Others say federal agents were able to quickly obtain significant information without jeopardizing his eventual prosecution in federal court.
According to court documents, Abdulmutallab provided FBI agents with details about the alleged bombing plot during a 50-minute interview prior to his being advised of his Miranda rights. Later, after he was given the Miranda warnings, he stopped talking.
Abdulmutallab and his stand-by lawyer, Anthony Chambers, argued in pretrial motions that information from the 50-minute interview should not be used as evidence against the defendant at trial because it was obtained in violation of his Miranda rights.
They said the statements were involuntary and made when Abdulmutallab lacked a clear state of mind. He was being treated for extensive burns and had been administered 300 micrograms of the painkiller fentanyl.
Two rulings on Miranda
US District Judge Nancy Edmunds rejected the motion, ruling that the FBI agents were “fully justified” in questioning Abdulmutallab before advising him of his rights. She found the actions fell within a public safety exception to the Miranda rule.
“The agents feared that there could be additional, imminent aircraft attacks in the United States and elsewhere in the world,” she wrote in her order.
She noted that one of the agents and a nurse at the hospital testified at an earlier hearing that Abdulmutallab appeared alert and lucid. “Defendant told [the agent] that he was not in pain, that he felt fine, and that he understood that the agents needed to ask him some questions,” she wrote.
After obtaining the favorable Miranda ruling, prosecutors asked the judge to grant them another significant advantage at the trial. They wanted Judge Edmunds to bar Abdulmutallab and Mr. Chambers from questioning the FBI agents about whether they advised the defendant of his Miranda rights before he made his statements.

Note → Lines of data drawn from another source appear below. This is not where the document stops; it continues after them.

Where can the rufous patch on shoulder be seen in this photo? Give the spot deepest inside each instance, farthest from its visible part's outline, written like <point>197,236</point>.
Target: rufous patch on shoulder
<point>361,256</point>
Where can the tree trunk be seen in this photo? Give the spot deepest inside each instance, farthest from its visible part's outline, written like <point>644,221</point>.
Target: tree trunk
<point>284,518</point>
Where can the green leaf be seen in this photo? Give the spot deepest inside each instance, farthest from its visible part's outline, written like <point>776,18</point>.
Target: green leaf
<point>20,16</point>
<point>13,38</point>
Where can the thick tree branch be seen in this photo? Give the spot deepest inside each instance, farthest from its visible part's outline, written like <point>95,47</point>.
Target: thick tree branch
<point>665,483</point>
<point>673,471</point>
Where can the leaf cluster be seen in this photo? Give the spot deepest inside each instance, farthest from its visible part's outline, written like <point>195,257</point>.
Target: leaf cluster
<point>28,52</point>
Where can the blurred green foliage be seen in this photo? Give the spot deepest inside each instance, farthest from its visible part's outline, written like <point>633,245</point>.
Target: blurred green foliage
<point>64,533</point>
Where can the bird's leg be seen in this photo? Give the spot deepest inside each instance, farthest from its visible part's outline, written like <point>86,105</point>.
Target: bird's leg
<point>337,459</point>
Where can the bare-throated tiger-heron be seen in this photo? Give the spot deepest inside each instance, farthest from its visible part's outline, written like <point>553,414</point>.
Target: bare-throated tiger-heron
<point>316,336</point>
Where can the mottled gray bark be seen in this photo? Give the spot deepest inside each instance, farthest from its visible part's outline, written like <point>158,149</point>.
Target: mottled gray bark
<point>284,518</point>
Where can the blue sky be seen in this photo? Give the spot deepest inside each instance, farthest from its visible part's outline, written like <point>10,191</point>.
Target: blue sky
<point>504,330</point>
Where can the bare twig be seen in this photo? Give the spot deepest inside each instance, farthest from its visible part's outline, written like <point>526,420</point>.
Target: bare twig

The government’s motion acknowledges that it is “common” for federal agents to be asked and to answer such questions during a trial. “In general, such questions are appropriate and non-ojectionable,” the prosecutors wrote. “In the present case, however, such questions are objectionable.”
“If defendant is allowed at trial to examine agents as to whether he was advised of such rights, the jury will be misled into thinking that agents did something impermissible by not so advising him,” the motion says.
Judge Edmunds granted the motion.
The judge’s order limits the ability of the jury to understand the totality of the circumstances surrounding the incriminating statements Abdulmutallab made to FBI agents. Part of each juror’s job is to decide how much weight to give to every piece of evidence or testimony introduced at a trial.
Incriminating statement at hospital
Abdulmutallab’s statement to the agents wasn’t his only incriminating comment.
When Abdulmutallab was admitted into the hospital with severe burns after the failed bombing, he was asked as part of the routine admissions process whether he ever had thoughts of hurting himself or others.
According to court documents, he told the nurse, no. The nurse responded by asking whether his attempted bombing earlier that day was an attempt to hurt himself or others.